Here is my piece, entitled "I, Borage..." With Pliny the Elder to endorse it, you can be sure that borage is a valuable addition to your garden, remedies, and diet!












The finished product is about 22 inches wide by about 8.75 inches high, on Canson watercolor paper. The inking was done with a Uniball fine pen (waterproof), and the rest is watercolor. I was particularly happy with my lettering efforts for this: I got out my old Formatt pressed letters catalog and found some typefaces that I liked and mimicked, for the main title, the bouncy captions, and the cursive.

Before I did the scans and submitted it, I sent it to my final critic, Kirsten, for approval. Her comment was, "I like the inclusion of Pliny the Elder. You don't get enough Pliny nowadays." Remarks like this one are why I keep her around.  :-)

24 March 2020

Old drawings to fit the themes

I got busy working on a big project (revealed in the next post) for a couple of days, but since I had some sketches that fit the themes for the "Hometown" prompts, I posted them on Facebook, even though they weren't new product.
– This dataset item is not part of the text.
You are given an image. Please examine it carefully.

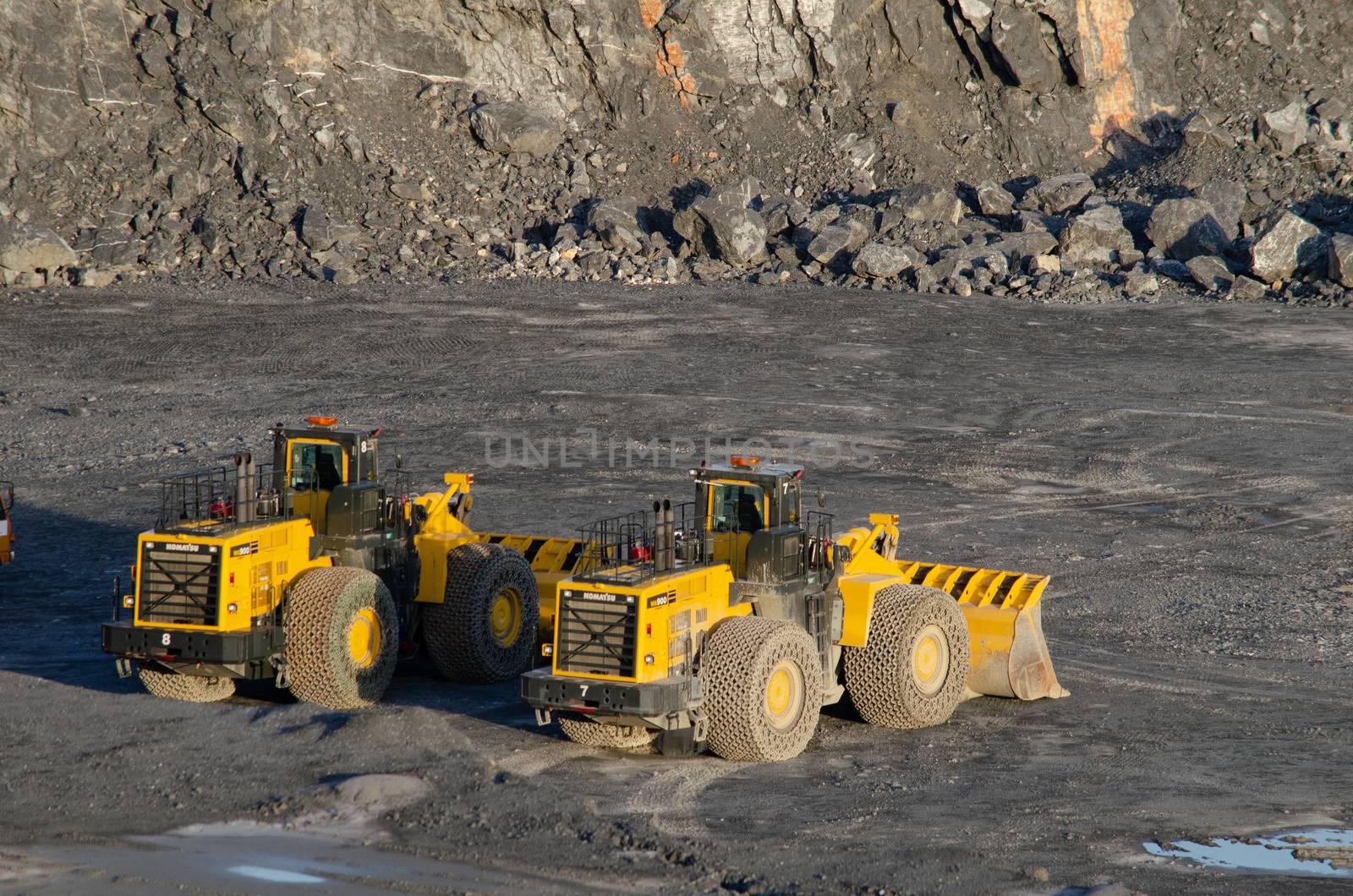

Day six was "a place to buy fresh food," so I posted these two of my local farmers' market, which happens Sundays at the O.N.E. parking lot at Louise and Victory Boulevards:


Day seven's prompt was "PARK: city part, town square, pocket park, play park. I had a couple I had drawn at Lake Balboa, this one last fall:


















And this one during the summer, I think, back when it was still okay to crowd into a swan paddle boat with a bunch of other people:


Now that I'm done with my special project, I will get back to the prompts list. Tomorrow is NEIGHBORS: local faces, storekeepers, friends. Hmmm, whom shall I draw?